Since EA’s initial bid on February 25th – when the firm’s stock closed at $47.14-per-share – its value has grown by over 10 per cent.
On the other hand, Take Two’s stock closed at $26.89-per share that day – and has since dipped by three per cent.
Pachter told MCV:
“Take-Two stock has traded pretty consistently around the EA offer price since February 25, when EA's intentions were made public.
“The stock hasn't really budged since the release of GTA, suggesting to me that Take-Two shareholders have fully factored in the future profits from the game, and further suggesting that they are unlikely to be moved by reports of first day or first week sales.
“As a practical matter, the stock is in the hands of risk arbitrageurs, and the share price reflects the risk-weighted probability of EA's offer going higher or of the company walking away from the deal altogether.

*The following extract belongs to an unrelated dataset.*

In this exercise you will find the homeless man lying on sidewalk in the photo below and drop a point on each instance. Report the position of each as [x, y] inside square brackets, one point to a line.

“I suppose that first day or first week sales figures could translate into "deal lust" from EA, prompting the company to make a higher offer, as Mr. Zelnick has suggested, but my view of John Riccitiello is that he is a very savvy and capable manager, and his $25.74 offer fully incorporates his expectations for the success of GTA.
“It appears to me that EA will raise its offer only if it feels that it must do so to satisfy the arbs, not as a result of early sales figures for GTA.”
Pachter’s comments come after Take Two executive chairman Strauss Zelnick said that GTA’s early success ‘vindicated’ his decision to turn down EA’s initial $2 billion offer.